Tuesday, March 2, 2010

A Climate Threat: Icebergs?

NASA has some of the most dramatic pictures of melting in the Antarctic that I've seen.  This series of pictures, reproduced below from NASA’s Aqua satellite, shows the progression over 20 days from February 7 until February 27 of the collision of an iceberg, called B-9B, with the Mertz Glacier Tongue.  Apparently this glacier had been stable and immobile for the last 18 years.  Melting this year, however, has caused it to begin to move.  Below we see the consequences, as the 1400 square mile B-9B runs into the Mertz Glacier and creates an 1150 square mile iceberg.  Put together, at 2550 square miles, these icebergs are about the size of Sri Lanka. 


Here, on February 7, we see B-9B (on the right) colliding with the Mertz glacier.  Note the beginning of a crack on the left side. 

 Here, on February 20, we see that the crack has fully broken the new iceberg away from the Mertz Glacier.

 
Finally, on February 26, we see that the two glaciers have begun to float freely. 

Joe Romm put a post up on ClimateProgess by Nick Sundt of WWF detailing the iceberg collision.  Sundt focuses on the implications of this for Antarctic wildlife, particularly Emperor Penguins.  This is an important question, but is not really relevant to security practitioners. 
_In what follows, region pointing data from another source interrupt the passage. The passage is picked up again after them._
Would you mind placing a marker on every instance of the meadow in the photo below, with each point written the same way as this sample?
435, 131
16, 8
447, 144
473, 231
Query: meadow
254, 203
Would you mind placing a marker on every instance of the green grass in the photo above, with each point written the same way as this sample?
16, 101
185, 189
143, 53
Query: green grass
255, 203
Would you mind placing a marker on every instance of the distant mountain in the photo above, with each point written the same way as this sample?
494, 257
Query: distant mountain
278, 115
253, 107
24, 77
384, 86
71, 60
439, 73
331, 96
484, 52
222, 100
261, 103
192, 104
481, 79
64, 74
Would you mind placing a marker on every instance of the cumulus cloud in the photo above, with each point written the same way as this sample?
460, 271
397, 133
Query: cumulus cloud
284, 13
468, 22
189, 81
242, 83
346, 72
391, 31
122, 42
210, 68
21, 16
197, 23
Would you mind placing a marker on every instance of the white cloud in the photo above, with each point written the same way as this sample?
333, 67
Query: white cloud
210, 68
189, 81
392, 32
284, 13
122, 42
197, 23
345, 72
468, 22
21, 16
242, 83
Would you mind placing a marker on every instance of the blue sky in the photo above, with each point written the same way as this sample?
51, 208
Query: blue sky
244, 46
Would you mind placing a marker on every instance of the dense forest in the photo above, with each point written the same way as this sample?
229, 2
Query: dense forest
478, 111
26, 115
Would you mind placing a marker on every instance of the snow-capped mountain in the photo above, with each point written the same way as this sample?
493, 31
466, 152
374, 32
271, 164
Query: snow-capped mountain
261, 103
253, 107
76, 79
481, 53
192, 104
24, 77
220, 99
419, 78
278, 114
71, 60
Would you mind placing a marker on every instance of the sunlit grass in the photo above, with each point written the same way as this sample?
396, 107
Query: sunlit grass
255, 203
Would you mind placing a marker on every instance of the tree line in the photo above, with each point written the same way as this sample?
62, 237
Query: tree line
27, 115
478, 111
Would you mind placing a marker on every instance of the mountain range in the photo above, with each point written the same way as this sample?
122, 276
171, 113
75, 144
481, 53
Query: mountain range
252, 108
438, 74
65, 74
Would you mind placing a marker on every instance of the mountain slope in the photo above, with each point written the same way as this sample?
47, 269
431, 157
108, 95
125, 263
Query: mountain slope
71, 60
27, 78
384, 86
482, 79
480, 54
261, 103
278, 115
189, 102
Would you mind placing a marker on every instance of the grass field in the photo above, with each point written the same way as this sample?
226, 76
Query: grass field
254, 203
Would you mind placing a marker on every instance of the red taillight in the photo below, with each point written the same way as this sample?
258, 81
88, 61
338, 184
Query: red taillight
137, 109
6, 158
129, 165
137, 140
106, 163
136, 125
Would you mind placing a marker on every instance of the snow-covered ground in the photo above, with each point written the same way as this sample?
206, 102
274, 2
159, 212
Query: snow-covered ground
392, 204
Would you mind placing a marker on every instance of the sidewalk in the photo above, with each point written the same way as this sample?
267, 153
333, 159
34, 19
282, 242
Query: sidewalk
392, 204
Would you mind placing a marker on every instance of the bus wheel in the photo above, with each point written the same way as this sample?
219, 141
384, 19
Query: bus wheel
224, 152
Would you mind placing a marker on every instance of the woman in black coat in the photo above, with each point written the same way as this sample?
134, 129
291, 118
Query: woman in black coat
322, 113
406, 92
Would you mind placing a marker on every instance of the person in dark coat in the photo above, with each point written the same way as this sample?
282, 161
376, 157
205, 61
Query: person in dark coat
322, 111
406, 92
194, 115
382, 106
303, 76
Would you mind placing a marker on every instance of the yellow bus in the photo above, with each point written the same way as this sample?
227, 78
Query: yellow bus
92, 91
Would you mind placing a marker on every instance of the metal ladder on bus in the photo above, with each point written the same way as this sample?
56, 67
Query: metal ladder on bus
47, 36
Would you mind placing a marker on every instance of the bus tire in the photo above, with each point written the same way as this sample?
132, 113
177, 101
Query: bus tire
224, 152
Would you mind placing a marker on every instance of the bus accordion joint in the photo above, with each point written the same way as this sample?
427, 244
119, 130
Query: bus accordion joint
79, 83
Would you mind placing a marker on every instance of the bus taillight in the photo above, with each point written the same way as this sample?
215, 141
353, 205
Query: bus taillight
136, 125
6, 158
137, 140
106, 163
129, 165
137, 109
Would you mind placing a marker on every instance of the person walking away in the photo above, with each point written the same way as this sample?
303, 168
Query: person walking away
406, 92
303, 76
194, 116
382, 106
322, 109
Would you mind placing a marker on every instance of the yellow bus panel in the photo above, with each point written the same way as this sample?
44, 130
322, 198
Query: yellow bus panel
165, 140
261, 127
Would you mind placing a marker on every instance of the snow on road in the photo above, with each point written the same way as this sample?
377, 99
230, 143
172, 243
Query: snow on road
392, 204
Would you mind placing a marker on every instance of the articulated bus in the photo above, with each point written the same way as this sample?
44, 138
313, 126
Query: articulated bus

The reason I'm interested in icebergs is for the security of shipping.  Though you can never attribute a single event like this to climate change, we should expect that events like this will become more frequent as the world warms and ice melts.  Therefore, we could have a seemingly paradoxical effect that global warming will cause more glaciers as the ice melts.  As you can see in the image of global sea-lanes below (from Science Magazine), glaciers in the Southern Ocean are not a great threat to shipping.  The Southern Ocean will remain some of the most treacherous waters on the planet, and we shouldn't expect shipping to go here, no matter how warm the world becomes.



However, a glance at the map will show how busy the North Atlantic Route is for shipping.  Greenland is melting much faster than the IPCC predicted only 4 years ago.  Though we may not see glaciers the size of Sri Lanka coming off Greenland, we should expect that some of that rapid melt will cause icebergs to break off Greenland.  Approximately 10-15,000 glacier are created each year off Greenland, but the majority of those melt prior to threatening shipping.  The US and Canada Coast Guard run the International Ice Patrol to monitor these icebergs and prevent them from threatening shipping.  However, should more and larger icebergs become normal, then we could expect them have a tougher job, requiring greater resources, and ultimately increasing the cost of shipping.   I'm not sure how much of a threat this is, but it seems likely to be growing.